Не желая с ней ругаться, он ушел от нее, не ответив.
— Что вы опять не поделили? — с легкой досадой спросила Альма, заметив его злобу. — Неужели нельзя хоть сейчас вести себя с ней прилично?
— Я-то тут при чем? Это она свинья.
— Вот честно, нельзя ли оставить все эти ваши семейные тайны на местах? Я понимаю, ваши тайны стали частью и моей биографии, но мне бы не хотелось… — Она замолчала, уже чувствуя себя виноватой. — Ты на меня не обижайся. Я знаю, ты ни при чем. Ты не обижаешься, нет?..
Эта ее показная умилительная нежность, с детской настойчивостью, с повисанием у него на руке и с нелепой веселостью — она бесила его. Начни Мария, взрослая, вести себя так, он бы воспринял это спокойно, но Альма?.. Ей обязательно нужно было все проговаривать, она любила комментировать всякое свое душевное движение, не могла понять, что можно переживать что-то глубокое и не желать об этом рассказать, и отсутствие романтических слов расценила бы как отсутствие самой любви и привязанности. А в интимные моменты у нее еще появлялись «котеночек», «зайчонок» и «мишка», что, наверное, выбешивало его больше всего остального. Как столь умный и серьезный в политических делах человек мог столь легкомысленно-сентиментально вести себя в любви, оставалось за гранью его понимания.
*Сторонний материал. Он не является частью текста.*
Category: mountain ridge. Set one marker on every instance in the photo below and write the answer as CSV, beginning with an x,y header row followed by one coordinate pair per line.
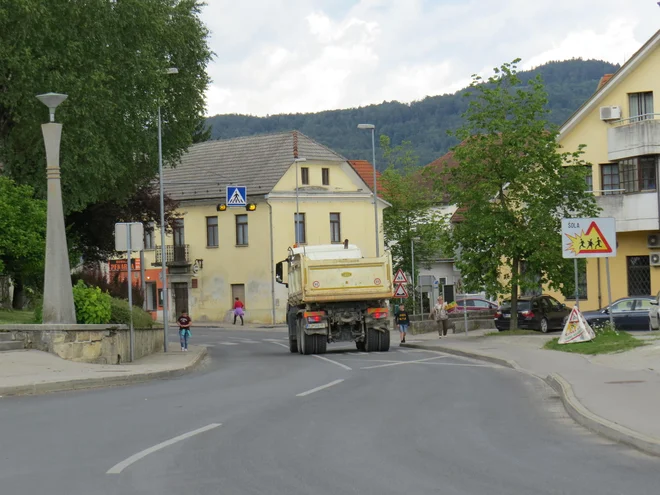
x,y
424,122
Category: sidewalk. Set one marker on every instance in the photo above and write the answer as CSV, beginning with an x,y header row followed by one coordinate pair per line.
x,y
33,372
613,394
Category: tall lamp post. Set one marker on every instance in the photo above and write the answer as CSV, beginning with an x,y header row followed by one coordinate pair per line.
x,y
373,150
58,304
296,223
412,275
163,252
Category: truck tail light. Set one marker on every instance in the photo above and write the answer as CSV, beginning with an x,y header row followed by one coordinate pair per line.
x,y
378,313
314,316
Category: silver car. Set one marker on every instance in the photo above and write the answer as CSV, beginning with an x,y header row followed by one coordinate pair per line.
x,y
654,313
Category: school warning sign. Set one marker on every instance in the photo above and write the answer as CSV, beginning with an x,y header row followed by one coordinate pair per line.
x,y
588,237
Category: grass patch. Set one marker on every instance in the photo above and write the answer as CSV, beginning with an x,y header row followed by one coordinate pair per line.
x,y
606,342
8,316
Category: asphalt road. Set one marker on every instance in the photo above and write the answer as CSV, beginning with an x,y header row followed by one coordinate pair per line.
x,y
407,421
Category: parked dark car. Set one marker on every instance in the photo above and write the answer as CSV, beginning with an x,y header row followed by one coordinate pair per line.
x,y
542,313
628,313
474,304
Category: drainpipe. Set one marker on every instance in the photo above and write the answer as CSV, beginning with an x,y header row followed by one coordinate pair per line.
x,y
272,261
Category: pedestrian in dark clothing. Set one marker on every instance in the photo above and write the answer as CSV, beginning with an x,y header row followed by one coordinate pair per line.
x,y
184,322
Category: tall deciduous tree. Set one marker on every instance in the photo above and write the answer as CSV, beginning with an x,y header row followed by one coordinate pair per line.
x,y
515,184
411,215
111,58
22,235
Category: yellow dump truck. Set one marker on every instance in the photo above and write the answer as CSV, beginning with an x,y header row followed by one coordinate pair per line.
x,y
336,295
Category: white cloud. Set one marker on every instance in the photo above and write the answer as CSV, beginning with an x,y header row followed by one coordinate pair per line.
x,y
287,56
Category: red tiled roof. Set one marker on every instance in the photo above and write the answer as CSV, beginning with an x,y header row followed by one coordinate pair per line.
x,y
366,171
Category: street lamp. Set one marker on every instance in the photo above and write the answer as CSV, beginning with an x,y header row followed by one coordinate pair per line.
x,y
373,149
296,223
163,252
412,275
58,304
— Если ты не перестанешь называть меня «животными» кличками, я закончу клиникой, — устав как-то от бесконечных повторений этого, ответил Дитер. — И умоляю, милая, перестань говорить со мной, как с этаким плюшевым зверьком! Вот бы на службе у меня посмеялись, если бы услышали.
Помолчав, он аккуратно добавил:
— Можешь считать меня дубом того парня, Болконского, — хорошо. Но я человек, а не кот, медведь и кто-то там еще, понимаешь?
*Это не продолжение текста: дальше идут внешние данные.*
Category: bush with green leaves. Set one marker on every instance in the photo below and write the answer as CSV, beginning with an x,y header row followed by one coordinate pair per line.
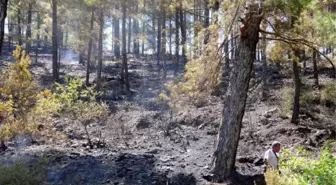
x,y
24,174
303,168
79,103
23,108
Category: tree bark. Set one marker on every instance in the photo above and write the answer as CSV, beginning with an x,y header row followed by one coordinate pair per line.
x,y
28,32
136,32
235,100
183,32
206,21
3,15
154,26
297,80
88,63
124,54
164,39
170,38
116,35
143,31
264,62
38,36
100,48
19,27
54,41
129,35
177,40
297,85
159,35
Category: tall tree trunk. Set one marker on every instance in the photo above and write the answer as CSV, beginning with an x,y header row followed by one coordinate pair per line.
x,y
129,35
264,62
196,27
297,90
177,40
143,31
316,78
11,31
28,32
38,35
112,33
116,35
183,33
136,32
45,37
19,27
164,39
88,63
60,47
100,48
124,54
206,21
235,100
297,80
154,26
170,37
159,41
54,41
3,15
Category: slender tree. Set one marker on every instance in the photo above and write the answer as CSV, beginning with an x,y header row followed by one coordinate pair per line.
x,y
100,48
54,41
129,35
235,98
88,63
177,39
28,31
3,15
136,31
124,54
163,34
206,21
159,41
116,24
19,27
182,24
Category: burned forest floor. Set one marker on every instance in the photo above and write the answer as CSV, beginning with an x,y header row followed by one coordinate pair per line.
x,y
146,142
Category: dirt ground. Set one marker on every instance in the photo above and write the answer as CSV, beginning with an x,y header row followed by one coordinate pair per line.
x,y
148,143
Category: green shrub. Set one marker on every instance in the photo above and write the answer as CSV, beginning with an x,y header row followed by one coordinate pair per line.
x,y
22,174
286,95
23,109
304,168
78,103
329,94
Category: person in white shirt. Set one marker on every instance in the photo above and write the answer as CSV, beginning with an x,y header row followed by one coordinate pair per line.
x,y
272,156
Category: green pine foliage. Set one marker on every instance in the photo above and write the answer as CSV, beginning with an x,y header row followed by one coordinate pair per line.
x,y
303,168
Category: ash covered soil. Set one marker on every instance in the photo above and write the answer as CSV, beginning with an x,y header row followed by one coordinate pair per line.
x,y
146,142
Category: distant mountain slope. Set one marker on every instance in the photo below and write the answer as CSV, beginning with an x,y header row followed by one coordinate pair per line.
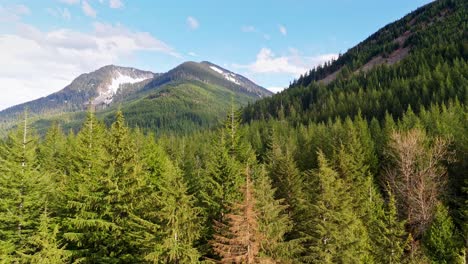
x,y
208,72
414,62
188,97
99,87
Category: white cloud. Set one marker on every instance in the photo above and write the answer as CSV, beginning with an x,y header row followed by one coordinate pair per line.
x,y
248,29
283,30
293,64
88,9
193,54
59,12
276,89
115,4
70,2
192,22
42,62
13,13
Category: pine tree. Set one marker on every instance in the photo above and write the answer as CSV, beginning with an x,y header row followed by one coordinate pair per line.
x,y
289,186
103,205
441,240
239,239
273,222
173,219
21,190
390,237
336,230
52,158
43,246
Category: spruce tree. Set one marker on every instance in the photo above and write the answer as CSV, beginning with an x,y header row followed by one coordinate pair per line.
x,y
44,246
238,240
274,222
101,224
390,237
441,240
21,190
336,230
172,221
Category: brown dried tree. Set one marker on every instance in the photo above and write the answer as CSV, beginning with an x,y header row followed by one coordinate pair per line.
x,y
417,176
238,240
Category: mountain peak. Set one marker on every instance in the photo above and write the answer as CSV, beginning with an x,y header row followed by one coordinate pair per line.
x,y
209,72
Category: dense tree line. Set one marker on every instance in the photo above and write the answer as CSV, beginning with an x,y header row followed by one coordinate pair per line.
x,y
346,190
371,168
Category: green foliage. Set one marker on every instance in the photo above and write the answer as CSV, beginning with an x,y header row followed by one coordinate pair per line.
x,y
337,234
21,190
43,246
441,240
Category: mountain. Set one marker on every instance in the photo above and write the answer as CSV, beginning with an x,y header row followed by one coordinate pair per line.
x,y
414,62
98,86
190,96
214,74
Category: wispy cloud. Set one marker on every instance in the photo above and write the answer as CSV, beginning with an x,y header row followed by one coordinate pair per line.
x,y
13,13
62,55
193,54
88,10
59,12
193,22
70,2
282,30
115,4
293,64
248,29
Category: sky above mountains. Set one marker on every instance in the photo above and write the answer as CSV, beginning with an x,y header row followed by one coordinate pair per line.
x,y
45,44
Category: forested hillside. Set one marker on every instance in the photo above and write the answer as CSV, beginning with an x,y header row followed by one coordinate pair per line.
x,y
370,167
190,97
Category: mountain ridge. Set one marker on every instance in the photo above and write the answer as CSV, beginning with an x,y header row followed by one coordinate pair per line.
x,y
111,87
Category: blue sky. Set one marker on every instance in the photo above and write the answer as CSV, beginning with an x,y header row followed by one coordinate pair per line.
x,y
45,44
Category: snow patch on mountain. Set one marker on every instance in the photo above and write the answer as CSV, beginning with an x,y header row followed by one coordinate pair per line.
x,y
216,69
122,79
107,95
227,75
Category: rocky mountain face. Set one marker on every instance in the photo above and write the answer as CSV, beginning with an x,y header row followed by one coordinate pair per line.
x,y
208,72
199,94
Альма на слова такие обижалась, замолкала, забивалась в угол с журналом и из-за него посматривала, шмыгала носом и, возможно, более изображала переживание, нежели действительно переживала. За этим, поняв, что муж не собирается брать слова обратно, сама шла к нему и начинала приставать с намерением разжалобить его и заставить повторить, как он ее любит. Вместе со смесью жалости к ней и раздражения он испытывал смятение и стыд, глядя, как она зацеловывает ему щеки; сопротивляться он не мог, чтобы не ссориться, но и терпел еле-еле, превозмогая усталость.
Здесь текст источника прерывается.